The man said they planned to meet at Base Backpackers, where Ms Millane was staying, the following day; which was her 22nd birthday.

"I tried to message her the next day on Tinder but I'd been unmatched and I was like, 'oh, what's going on here? I must have done the wrong thing.

"So I went to go text her to find out all the details were for the next day and I'd been unmatched so that was that."

He told the detective he last saw her on Victoria St and they parted in good spirits.

"There was a hug, a kiss on the cheek and a 'nice meeting you', and then I said 'let me know about tomorrow'. She said 'okay' and then she kept walking."

The jury has now been shown CCTV footage that showed the pair actually entered the CityLife apartment complex at 9.40pm.

Detective Ewan Settle sketched a map of the Victoria and Federal Streets area, pressing the man on when he last saw the woman.
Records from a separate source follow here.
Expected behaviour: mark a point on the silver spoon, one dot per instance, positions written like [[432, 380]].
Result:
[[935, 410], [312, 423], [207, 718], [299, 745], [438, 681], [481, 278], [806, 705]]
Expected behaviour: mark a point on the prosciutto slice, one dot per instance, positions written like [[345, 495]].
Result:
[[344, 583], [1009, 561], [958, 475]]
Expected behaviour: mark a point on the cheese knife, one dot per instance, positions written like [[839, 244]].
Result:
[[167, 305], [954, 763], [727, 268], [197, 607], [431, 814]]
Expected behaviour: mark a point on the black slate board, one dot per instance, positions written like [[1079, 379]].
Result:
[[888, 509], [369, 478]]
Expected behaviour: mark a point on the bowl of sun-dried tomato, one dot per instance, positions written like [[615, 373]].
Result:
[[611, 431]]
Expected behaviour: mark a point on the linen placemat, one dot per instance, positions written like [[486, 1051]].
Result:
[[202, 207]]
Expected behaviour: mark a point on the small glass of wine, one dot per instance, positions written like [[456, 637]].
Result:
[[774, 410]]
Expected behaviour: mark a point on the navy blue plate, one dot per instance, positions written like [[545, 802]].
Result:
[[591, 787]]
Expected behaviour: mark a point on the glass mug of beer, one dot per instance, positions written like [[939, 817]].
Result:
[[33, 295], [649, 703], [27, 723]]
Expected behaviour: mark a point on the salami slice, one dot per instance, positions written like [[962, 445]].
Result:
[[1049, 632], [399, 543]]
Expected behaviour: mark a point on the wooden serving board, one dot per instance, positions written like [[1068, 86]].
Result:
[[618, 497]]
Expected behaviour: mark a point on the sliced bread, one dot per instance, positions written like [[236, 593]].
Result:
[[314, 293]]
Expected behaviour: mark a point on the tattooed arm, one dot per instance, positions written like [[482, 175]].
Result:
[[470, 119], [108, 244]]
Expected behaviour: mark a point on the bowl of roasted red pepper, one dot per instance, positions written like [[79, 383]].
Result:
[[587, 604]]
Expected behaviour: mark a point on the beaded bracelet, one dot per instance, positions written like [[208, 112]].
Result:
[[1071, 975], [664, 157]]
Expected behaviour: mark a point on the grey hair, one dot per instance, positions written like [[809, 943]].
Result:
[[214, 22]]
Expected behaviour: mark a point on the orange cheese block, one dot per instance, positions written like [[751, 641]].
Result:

The defendant then said he did not watch her walk down Victoria Street because he started talking to a tourist group.

"I started talking to a group of Chinese travellers ... they were walking across the road ... they were happy to chat."

He said he was heading to the Viaduct to meet a workmate but she was not replying to his texts or calls and told him the following day she was with her mother after a death in the family.

The man said he didn't end up walking to the Viaduct and instead stopped at an old black pub with "rickety tables" on Queen St.

He said it was busy and he mingled with people smoking outside while drinking at least 10 handles of beer himself and buying 20 drinks for other people with cash.

The man told the detective he ate steak, chips and eggs at the bar but his memory stopped when he left the pub between 10pm and 11pm, the court heard.

"That's when I can't remember. I did the same thing on Thursday night when I went out drinking with workmates and I ended up sleeping outside the hotel.

"The concierge had to help me upstairs. So I tend to drink and somehow get into bed."

He said he'd been out drinking with his work's chief executive, owners, sales managers and colleagues on the Thursday night.

"I remember getting into a tuk tuk and giving the guy $20; that's where I had the cash from. I was going to catch a taxi but then the tuk tuk was there."

The man said he felt "fine" after drinking cocktails with Ms Millane but after getting black-out drunk at the Queen St bar he woke up at 10am in his apartment.

"I had a bit of a vomit. I knew that I'd mixed drinks before, I felt like crap. I knew I'd had too much and not just beer."

He said he had "a feeling" the same concierge had carried him to his apartment in CityLife that night as well.

He then caught up with a friend he had worked with at a Ponsonby bar that afternoon, he said.

The court has heard Ms Millane's body was in a suitcase in his apartment at the time.

The trial before Justice Moore and a jury of seven women and five men is set down for four weeks.